The only difference between capture groups and non-capture groups is that the former captures the matched character sequences for possible later re-use with a numbered back reference while a non-capture group does not.   Both are used to group subexpressions, which is the main reason most people will utilize parentheses ( ) within regular expressions.


For example, if we want to match a repeating sequence such as Urgent we could use either (Urgent)+ or (?:Urgent)+.  Both will match sequences such as UrgentUrgent and UrgentUrgentUrgent.   The only difference is that the capture group consisting just of parentheses ( ) stores the matched pattern internally in a results array from which we can summon it later in that same regular expression using the back reference \1 while the non-capture group consisting of an opening sequence of (?: with a closing sequence of ) does not store the matched pattern internally.


Given that most users of regular expressions do not utilize back references and use parentheses ( ) simply for grouping the way they have learned to do so from a lifetime of use in mathematics and most other programming, and given that there seems to be no apparent harm in always using capture groups (who cares if a label is attached internally since we are not required to ever use that label?), why bother having non-capture groups at all?   Is it not just a syntax quirk that seems only to exist to eliminate a totally reliable method of determining what number a given capture group is by counting left parentheses?  


As far as syntax quirks go, to get insight into why capture groups are the way they are we have to look at design decisions going back many years.   A key notion is that although we may be interested in capture groups primarily for the grouping effect of using parentheses ( ) the original impetus behind capture groups was a desire to capture patterns detected earlier in the regular expression.   When scripting the capturing is especially important because it is more common to want to use captured results outside of the regular expression, as opposed to using back references within the regular expression itself as might be done within interactive uses such as in the Select panel template tab.


It was simply a less than ideal syntax choice for a construction distinguished by its ability to capture, that is, harvest chunks of prior results for later re-use, to utilize the parentheses characters ( ) to mean something more than grouping while using the unusual construction in the form of (?:  )  to mean just grouping.     It would have made more sense to have parentheses ( ) indicate grouping, perhaps even calling them simply "groups," while reserving a specially escaped syntax in the form of (?: ) to indicate grouping plus capturing of results within an internal array to be available later.

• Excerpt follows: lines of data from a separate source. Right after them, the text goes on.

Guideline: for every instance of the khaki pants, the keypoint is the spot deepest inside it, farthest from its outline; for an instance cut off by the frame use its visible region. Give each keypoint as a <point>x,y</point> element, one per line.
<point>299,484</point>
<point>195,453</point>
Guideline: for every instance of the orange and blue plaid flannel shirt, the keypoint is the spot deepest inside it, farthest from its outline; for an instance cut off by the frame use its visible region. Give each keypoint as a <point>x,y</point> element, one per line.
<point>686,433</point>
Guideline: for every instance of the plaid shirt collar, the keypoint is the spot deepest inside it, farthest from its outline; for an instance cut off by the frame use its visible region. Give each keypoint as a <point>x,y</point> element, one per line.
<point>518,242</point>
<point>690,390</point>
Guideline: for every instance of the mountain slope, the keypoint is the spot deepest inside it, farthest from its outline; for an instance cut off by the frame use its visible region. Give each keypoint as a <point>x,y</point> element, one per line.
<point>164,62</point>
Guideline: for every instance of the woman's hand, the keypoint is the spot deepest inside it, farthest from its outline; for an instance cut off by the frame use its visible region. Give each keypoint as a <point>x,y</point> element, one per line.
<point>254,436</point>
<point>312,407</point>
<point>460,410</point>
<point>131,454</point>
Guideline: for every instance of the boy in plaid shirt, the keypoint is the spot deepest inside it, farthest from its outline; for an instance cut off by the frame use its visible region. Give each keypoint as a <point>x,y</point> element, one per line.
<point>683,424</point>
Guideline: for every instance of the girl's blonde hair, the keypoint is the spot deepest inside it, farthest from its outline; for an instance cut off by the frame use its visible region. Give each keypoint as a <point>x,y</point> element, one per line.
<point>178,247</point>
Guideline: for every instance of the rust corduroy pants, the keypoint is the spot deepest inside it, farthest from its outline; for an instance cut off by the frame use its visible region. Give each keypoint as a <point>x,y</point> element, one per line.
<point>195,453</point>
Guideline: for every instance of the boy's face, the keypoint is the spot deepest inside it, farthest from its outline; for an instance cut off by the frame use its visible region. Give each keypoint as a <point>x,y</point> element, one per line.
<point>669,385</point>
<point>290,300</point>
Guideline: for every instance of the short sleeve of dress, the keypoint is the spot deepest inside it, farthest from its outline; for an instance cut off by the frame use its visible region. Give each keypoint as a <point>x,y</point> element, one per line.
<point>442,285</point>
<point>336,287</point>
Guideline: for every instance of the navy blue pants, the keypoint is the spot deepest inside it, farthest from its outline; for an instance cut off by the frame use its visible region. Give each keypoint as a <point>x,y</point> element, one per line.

But whether or not the choice of using ( ) or (?: ) was done backwards compared to how must people conceptualize ( ) does not answer why non-capture groups exist at all.   The answer is that in modern times there is no compelling reason beyond inertia from an earlier day.  It is true there is some overhead required to save subexpression results from capture groups in a result array, so  there might be some performance boost from using a non-capture group within a regular expression when we have no intention of utilizing a back reference.    But given the confusing and little-known nature of the (?: ) syntax compared to the more expected and better known ( ) it's probably unlikely many people will use non-capture groups for that reason.


Another possible reason for non-capture groups is that in programming the capturing of results may have unexpected behavioral side effects  But that's also a case where using a mix of capture and non-capture groups is asking for errors, or at least confusion.


The bottom line is that while it might have been prettier to set the default syntax of ( ) parentheses to simply mean grouping and to utilize an escaped (?: ) syntax to mean grouping with capturing, the syntax is what it is and after over 40 years of embedding within numerous uses of regular expressions the syntax is not going to change.  That non-capture groups exist at all does not mean we must use them, except of course to bedevil colleagues with a syntax quirk we know that they do not.   The syntax for capture groups versus non-capture groups is just another quirk to be learned that has been inherited from the great antiquity of regular expressions.  


That antiquity is not a bad thing as one reason regular expressions have been around for so long is precisely because, despite the occasionally less than ideal choice of syntax, they are so tremendously useful and powerful.